What is new, however, is the added support for the Apple Pencil, or basically any stylus designed to work with the iPad. And on that point, Apple’s partnership with Logitech could come in really handy. The Apple Pencil, as a $99 accessory, isn’t exactly affordable for many if used in the classroom. The new Logitech accessory, called the Logitech Crayon, is priced at $49 and retains the same set of scribbling, drawing, jotting and sketching features as the Pencil. On the software side of things, Apple has updated the iWork suite of apps (this includes Pages, Keynote and Numbers) to support the Pencil and the Crayon accessories. Additionally, Apple will offer students 200GB free iCloud space (priced at Rs219 per month). There is now also the Schoolwork app—it allows teachers to create assignments and see how students are progressing, create and send assignments, share work in the form of PDFs and documents, assign specific activities, and customize the process according to each student’s needs.
In the lead-up to Apple’s announcements, there was great speculation as to how Apple might be able to position the iPad line-up to compete against Google Chromebooks, which are quite popular in US educational institutions, and also the Microsoft Windows 10 S computing devices. Google pulled a rabbit out of the hat instead—the Acer Chromebook Tab 10—which is the world’s first tablet to run the Chrome OS. It will also go on sale at $329, includes support for a stylus, has a 10-inch display and has 32GB internal storage.

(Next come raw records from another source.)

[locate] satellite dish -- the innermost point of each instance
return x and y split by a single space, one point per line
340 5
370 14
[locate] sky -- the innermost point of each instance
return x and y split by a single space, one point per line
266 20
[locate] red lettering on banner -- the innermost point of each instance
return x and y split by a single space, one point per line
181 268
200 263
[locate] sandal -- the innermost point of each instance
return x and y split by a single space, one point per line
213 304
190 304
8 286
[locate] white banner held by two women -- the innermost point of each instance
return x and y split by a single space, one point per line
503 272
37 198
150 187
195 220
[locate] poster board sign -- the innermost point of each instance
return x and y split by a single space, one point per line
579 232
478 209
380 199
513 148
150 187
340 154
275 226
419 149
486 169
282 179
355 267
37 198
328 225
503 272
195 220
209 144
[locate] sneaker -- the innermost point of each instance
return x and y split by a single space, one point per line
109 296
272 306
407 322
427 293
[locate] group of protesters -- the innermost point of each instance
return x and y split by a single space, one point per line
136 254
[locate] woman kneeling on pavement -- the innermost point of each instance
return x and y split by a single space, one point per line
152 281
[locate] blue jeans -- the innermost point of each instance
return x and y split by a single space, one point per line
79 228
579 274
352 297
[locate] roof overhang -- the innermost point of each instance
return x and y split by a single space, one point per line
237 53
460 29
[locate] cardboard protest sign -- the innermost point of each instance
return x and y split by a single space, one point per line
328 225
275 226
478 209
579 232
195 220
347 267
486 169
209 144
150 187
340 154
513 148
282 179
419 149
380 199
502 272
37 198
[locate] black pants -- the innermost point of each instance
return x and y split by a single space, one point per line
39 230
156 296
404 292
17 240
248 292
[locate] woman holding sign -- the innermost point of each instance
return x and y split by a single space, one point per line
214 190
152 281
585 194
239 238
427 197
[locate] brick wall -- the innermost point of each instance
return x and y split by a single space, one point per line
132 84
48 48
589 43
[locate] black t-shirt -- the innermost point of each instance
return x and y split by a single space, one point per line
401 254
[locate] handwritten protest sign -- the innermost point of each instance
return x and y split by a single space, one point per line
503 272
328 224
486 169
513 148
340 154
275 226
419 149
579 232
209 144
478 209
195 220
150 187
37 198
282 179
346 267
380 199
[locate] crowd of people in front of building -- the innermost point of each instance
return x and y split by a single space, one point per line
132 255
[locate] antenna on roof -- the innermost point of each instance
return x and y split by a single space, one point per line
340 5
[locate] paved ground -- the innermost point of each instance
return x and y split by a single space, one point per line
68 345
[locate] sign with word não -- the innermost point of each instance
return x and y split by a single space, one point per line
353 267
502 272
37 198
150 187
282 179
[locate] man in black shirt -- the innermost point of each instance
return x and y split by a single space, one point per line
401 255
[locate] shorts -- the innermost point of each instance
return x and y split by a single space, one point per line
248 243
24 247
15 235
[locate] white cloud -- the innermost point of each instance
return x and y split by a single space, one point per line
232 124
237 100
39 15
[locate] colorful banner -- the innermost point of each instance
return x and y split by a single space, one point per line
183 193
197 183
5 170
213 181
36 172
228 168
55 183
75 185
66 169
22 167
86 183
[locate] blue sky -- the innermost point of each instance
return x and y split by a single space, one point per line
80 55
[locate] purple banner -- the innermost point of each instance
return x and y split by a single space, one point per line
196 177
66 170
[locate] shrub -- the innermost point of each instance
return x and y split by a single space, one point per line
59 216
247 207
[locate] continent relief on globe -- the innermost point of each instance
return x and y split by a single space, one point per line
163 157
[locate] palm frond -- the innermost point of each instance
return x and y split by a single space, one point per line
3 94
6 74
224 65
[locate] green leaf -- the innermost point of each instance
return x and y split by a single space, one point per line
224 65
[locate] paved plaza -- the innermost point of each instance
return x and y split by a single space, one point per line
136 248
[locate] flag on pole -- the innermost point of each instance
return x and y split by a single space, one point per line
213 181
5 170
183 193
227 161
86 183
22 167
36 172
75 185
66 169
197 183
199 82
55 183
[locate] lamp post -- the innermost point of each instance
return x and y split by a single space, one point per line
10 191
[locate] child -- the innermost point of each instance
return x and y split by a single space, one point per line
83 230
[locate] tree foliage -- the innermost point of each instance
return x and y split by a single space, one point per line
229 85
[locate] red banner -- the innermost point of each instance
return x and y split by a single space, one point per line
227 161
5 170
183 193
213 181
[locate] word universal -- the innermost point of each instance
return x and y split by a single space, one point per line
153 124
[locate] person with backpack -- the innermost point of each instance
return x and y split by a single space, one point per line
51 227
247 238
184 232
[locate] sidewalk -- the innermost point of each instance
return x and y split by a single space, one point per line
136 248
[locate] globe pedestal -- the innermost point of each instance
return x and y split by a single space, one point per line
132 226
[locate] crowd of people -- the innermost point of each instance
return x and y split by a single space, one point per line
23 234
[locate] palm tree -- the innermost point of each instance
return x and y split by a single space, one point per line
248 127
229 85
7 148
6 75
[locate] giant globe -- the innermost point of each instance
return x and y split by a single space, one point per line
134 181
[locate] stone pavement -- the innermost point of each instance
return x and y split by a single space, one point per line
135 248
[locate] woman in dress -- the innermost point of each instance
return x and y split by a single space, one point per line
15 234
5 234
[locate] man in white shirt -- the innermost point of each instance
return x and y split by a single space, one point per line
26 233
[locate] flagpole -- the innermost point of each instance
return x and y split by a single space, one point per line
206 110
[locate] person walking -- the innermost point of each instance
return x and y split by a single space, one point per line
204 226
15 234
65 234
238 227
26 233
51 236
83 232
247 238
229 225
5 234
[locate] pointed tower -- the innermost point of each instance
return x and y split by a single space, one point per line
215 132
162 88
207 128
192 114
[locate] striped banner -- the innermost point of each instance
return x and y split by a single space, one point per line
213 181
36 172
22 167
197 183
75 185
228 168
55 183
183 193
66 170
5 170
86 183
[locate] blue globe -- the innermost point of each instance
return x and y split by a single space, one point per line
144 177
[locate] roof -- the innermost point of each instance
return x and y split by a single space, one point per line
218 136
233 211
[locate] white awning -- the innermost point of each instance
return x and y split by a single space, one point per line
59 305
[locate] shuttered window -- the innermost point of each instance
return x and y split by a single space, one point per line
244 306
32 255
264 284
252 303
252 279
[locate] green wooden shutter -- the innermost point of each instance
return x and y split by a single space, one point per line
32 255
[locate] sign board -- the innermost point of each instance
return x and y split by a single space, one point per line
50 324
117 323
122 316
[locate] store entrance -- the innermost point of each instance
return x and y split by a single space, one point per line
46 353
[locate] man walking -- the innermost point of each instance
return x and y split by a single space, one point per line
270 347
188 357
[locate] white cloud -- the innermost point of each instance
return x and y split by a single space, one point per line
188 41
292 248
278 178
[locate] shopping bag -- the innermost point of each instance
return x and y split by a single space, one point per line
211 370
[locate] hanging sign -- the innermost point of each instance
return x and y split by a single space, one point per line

According to research firm Futuresource Consulting, Chrome OS powers nearly 60% of devices shipped to US schools in 2017.
Apple may be, in a way, banking on the fact that many parents already use iPads, many a times with their children too at home. This means the children, if they get the iPad to the classroom as well, will essentially have the same device and user experience at home and at school. This not only reduces the learning curve, but the same set of class and schoolwork management apps can let parents, teachers and children be on the same page. With the Schoolwork app now already seeing integration support from popular classroom apps such as Nearpod, Tynker and Kahoot, and the many educational apps that are already available on the Apple App Store for the iPad, it’s no surprise that Apple sees the iPad’s powerful hardware, productivity assisting iOS 11 as well as the robust educational app ecosystem as key to getting into the classrooms.
Apple has confirmed that the new iPad will be available in India from April, though there is no word on the arrival of the Acer Chromebook Tab 10.